A Conakry, les autorités accusées de "mentir" sur le virus Ebola

"Ils ont tellement menti, Ebola est sous contrôle, Ebola c'est fini, Ebola c'est du passé": pour un médecin furieux du plus grand hôpital de Conakry, les déclarations rassurantes des dirigeants guinéens ont joué un rôle dans la résurgence de l'épidémie.

Face à celle-ci, qu'elle considère comme "la plus grave" jamais apparue, l'Organisation mondial de la santé (OMS) a décidé de convoquer les 2 et 3 juillet à Accra, au Ghana, une réunion d'urgence des ministres de la Santé de 11 pays ouest-africains pour prendre des mesures "drastiques".

D'après le bilan communiqué jeudi par l'OMS, la Guinée, pays le plus touché, le Liberia et la Sierra Leone voisins totalisent depuis le début de l'année 635 cas de fièvre hémorragique virale - un peu plus de la moitié ont été confirmés comme étant dus au virus Ebola - dont 399 décès.

"Pour le moment, la situation est bien maîtrisée et nous touchons du bois pour qu'il n'y ait pas de nouveaux cas", avait pourtant affirmé fin avril le président guinéen Alpha Condé au siège de l'OMS à Genève. A l'époque, l'épidémie avait fait moins de 100 morts.

Quelques jours plus tard, lors d'une réunion de chefs d'Etat de la région à Conakry, Alpha Condé les avait remerciés d'être venus "malgré tout le bruit fait autour de l'Ebola".

Ce "bruit" vient notamment de Médecins sans frontières (MSF), très active sur le terrain depuis l'apparition de l'épidémie, qui a estimé lundi qu'avec 60 foyers actifs en Guinée, elle devenait "hors de contrôle".

En réponse, le président Condé a demandé "des comptes" à MSF et aux autres organisations internationales présentes dans son pays, car "tout n'est pas parfait dans leur comportement".

"Par la faute de nos dirigeants, qu'ils le veuillent ou non, la maladie s'est propagée à l'intérieur du pays", estime le docteur Alphadio de l'hôpital Donka à Conakry, qui ne donne que son prénom. "Ils ont tellement menti que nos partenaires et même les populations ont à un certain moment baissé les bras.
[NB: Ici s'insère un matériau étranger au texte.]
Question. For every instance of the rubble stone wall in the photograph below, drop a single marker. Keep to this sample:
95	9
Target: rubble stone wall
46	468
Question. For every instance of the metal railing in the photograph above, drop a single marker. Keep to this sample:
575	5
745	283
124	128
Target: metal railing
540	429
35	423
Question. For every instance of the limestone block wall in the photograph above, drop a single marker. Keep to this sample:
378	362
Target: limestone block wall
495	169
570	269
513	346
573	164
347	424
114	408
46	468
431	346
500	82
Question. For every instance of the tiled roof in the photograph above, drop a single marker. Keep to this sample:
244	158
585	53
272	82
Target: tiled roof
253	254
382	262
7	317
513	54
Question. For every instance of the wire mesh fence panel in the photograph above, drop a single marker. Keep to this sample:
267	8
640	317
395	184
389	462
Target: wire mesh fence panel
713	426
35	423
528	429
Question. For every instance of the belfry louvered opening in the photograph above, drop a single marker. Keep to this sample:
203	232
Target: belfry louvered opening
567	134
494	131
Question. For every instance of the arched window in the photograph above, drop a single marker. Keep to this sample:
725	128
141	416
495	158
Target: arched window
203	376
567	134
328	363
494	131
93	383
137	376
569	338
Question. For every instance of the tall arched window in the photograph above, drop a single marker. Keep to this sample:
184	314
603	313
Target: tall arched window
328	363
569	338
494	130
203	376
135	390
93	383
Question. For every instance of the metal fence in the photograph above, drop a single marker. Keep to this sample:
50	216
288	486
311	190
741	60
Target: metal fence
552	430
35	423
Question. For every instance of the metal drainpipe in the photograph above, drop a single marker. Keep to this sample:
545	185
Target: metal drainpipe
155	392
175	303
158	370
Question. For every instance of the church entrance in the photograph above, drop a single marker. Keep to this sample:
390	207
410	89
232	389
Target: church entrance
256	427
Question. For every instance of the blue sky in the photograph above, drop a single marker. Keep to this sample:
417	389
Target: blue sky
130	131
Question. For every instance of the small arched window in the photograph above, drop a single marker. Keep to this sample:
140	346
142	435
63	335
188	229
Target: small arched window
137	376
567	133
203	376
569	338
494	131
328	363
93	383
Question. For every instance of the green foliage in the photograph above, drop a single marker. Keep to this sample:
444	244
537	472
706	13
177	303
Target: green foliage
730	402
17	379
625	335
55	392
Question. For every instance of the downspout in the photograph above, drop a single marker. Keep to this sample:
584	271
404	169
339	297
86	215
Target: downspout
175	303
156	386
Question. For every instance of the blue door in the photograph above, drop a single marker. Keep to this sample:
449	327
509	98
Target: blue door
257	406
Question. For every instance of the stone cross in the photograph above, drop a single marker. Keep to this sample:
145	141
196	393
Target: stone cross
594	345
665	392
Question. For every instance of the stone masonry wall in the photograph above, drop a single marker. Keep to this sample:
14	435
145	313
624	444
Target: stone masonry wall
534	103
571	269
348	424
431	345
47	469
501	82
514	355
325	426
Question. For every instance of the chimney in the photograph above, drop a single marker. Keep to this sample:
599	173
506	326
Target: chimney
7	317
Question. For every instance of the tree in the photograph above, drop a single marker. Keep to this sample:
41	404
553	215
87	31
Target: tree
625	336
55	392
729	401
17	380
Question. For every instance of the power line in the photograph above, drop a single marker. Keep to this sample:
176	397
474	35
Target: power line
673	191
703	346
Voilà le résultat, l'épidémie prospère partout dans le pays".

Selon un autre médecin à Donka, Kankou Marah, "nous savons tous aujourd'hui que le gouvernement a le souci de préserver ses intérêts et éviter de dire la vérité à la population au risque de chasser les investisseurs".

L'imam Thierno Ousmane Camara - une fonction très respectée en Guinée musulmane - demande "au président de ne pas minimiser cette maladie qui continue malheureusement d'endeuiller des familles".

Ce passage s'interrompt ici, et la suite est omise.